John Milton (1608-1674), nascido em Londres em 1608, construiu uma obra que figura entre os maiores legados da literatura inglesa, combinando profunda erudição clássica com compromisso teológico e político inabalável. Oriundo de uma família protestante de sólida formação intelectual, teve acesso, desde cedo, a uma educação rigorosa. Seu pai, músico de prestígio, proporcionou-lhe tutores particulares e posteriormente o ingresso na St. Paul’s School, e, mais tarde, no Christ’s College, em Cambridge. Ali, mergulhou nos estudos humanísticos, aprofundando-se em latim, grego, hebraico e teologia, embora se distanciasse dos currículos formais por considerá-los insuficientes diante da grandeza da literatura clássica e das Escrituras.
Após concluir o mestrado, Milton optou por um retiro intelectual em Hammersmith e Horton, período que ele mesmo descreveu como dedicado à preparação espiritual e literária para uma vocação poética superior. Durante seis anos, entregou-se a leituras extensas de história, filosofia, teologia, ciência e literatura, desenvolvendo uma cosmovisão que integrava fé protestante, republicanismo político e uma ética de liberdade pessoal profundamente enraizada nas Escrituras. Tal dedicação formou o pano de fundo de sua posterior atuação como poeta, polemista e servidor público, bem como moldou sua compreensão do papel do poeta como intérprete do propósito divino na história.
Sua viagem pela Europa, entre 1638 e 1639, expandiu sua experiência cultural, permitindo-lhe o contato com centros de pensamento e expressão artística, especialmente em Florença e Roma. Durante esse percurso, conheceu importantes figuras do saber, incluindo o astrônomo Galileu Galilei, o que demonstra seu interesse não apenas por questões teológicas, mas também científicas. Ainda assim, sua identidade teológica permaneceu inabalavelmente protestante, e sua hostilidade ao catolicismo romano – particularmente à Companhia de Jesus – permaneceu uma constante em seus escritos.
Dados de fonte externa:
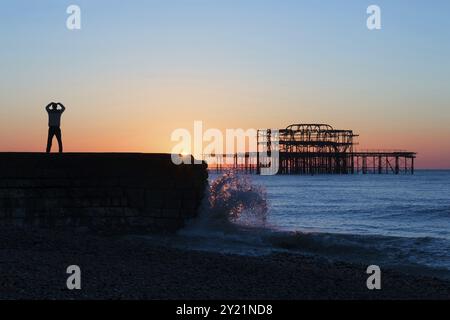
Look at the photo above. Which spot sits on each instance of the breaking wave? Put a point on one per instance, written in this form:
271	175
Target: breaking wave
234	219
A guerra civil inglesa e o colapso da monarquia o impulsionaram a participar ativamente da arena política. A partir de 1641, lançou uma série de panfletos em defesa da reforma eclesiástica e do republicanismo, contestando a autoridade episcopal e advogando pela soberania do povo sob Deus. Foi no contexto da ruptura matrimonial com Mary Powell que compôs seus célebres tratados sobre o divórcio, nos quais argumentava, com base bíblica, que a finalidade do casamento era o consórcio espiritual e a edificação mútua, e que sua dissolução era admissível em casos de incompatibilidade irreparável. Esses textos, ainda que polêmicos, expõem sua convicção de que a liberdade de consciência deveria reger não apenas a vida pública, mas também as relações privadas.
Areopagitica, talvez seu ensaio em prosa mais famoso, reflete seu zelo pela liberdade de expressão. Publicado em 1644, é uma defesa apaixonada contra a censura prévia, em que Milton afirma que a verdade só pode emergir no livre confronto de ideias. Esse princípio, para ele, era não apenas político, mas teológico: a verdade divina não teme a investigação humana, pois é intrinsecamente luminosa e autoevidente para a consciência regenerada.
Durante o Interregno, Milton foi nomeado Secretário para Línguas Estrangeiras no Conselho de Estado da República Inglesa. Em tal função, redigiu correspondências diplomáticas em latim e defendeu, em nome do governo, a legitimidade do regicídio de Carlos I. Sua produção panfletária desse período – em especial as Defensio pro Populo Anglicano – lhe rendeu reconhecimento internacional, consolidando sua reputação como defensor do republicanismo cristão.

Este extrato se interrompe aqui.